Che a spingere nel senso dell’austerità siano interessi e non errori di calcolo è cosa nota e che non c’è bisogno qui di argomentare, le questioni che possono interessare sono invece altre. Prima di tutto se è vero che esistono in Europa falchi e colombe, settori più interessati all’austerità e settori più interessati allo sviluppo. In secondo luogo se è vero che le formazioni sociali egemoniche sono disposte a pagare anche il prezzo della depressione all’affermazione definitiva di un modello sociale di completa libertà nell’uso della forza lavoro, come sostiene Alberto Burgio in un editoriale del Manifesto del 20 agosto. Ora una tesi e l’altra non sono prive di fondamento. Le classi non hanno interessi omogenei, possono configgere al proprio interno e i loro principali settori premere in direzioni diverse. Così come è vero che l’austerità e le cosiddette riforme strutturali, chieste con insistenza dalla leadership europea, hanno una posta in gioco politica che non viene mai trascurata. Tuttavia un’altra considerazione è forse più importante. Non esistono solo settori del capitale i cui interessi divergono, esiste soprattutto un capitale che diverge da se stesso. Esso avrebbe bisogno nello stesso tempo di austerità e di crescita, cosa evidentemente impossibile ma che non smette di alimentare sia le rappresentazioni ideologiche, sia sforzi e tensioni nell’inseguimento del margine di sviluppo possibile. Non bisogna inoltre resuscitare l’immagine del capitalismo lungimirante e capace di pilotare sempre e comunque la crisi nella direzione che desidera.

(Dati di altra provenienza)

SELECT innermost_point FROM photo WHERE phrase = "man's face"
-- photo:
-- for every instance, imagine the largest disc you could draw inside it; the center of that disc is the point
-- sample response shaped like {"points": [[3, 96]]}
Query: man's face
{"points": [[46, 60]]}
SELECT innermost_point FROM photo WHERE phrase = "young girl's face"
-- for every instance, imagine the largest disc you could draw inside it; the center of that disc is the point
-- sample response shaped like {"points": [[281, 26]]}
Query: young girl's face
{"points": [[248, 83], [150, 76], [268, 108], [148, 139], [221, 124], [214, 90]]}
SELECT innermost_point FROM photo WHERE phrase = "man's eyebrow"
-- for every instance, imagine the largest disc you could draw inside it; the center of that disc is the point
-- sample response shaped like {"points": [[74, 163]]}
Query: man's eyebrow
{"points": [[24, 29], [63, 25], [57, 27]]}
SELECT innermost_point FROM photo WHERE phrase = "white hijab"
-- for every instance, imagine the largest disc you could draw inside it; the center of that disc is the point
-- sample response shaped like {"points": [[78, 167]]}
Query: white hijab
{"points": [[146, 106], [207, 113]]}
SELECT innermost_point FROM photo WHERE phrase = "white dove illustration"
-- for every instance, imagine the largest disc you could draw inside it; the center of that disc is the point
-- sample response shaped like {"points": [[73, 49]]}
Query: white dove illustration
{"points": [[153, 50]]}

Il rischio maggiore è in ultima analisi proprio l’opposto, cioè quello di un capitale capace di vincere la guerra contro l’avversario di classe, ma non di difendersi da se stesso e porre limiti alle proprie dinamiche distruttive. Una metafora degli effetti possibili è l’incendio fuori controllo in Medio Oriente. Lì, lo Stato in cui il capitalismo ha radici più robuste e profonde, ha combinato nel giro di alcuni decenni un disastro a cui non sembra capace di porre rimedio e che gli si ritorce contro.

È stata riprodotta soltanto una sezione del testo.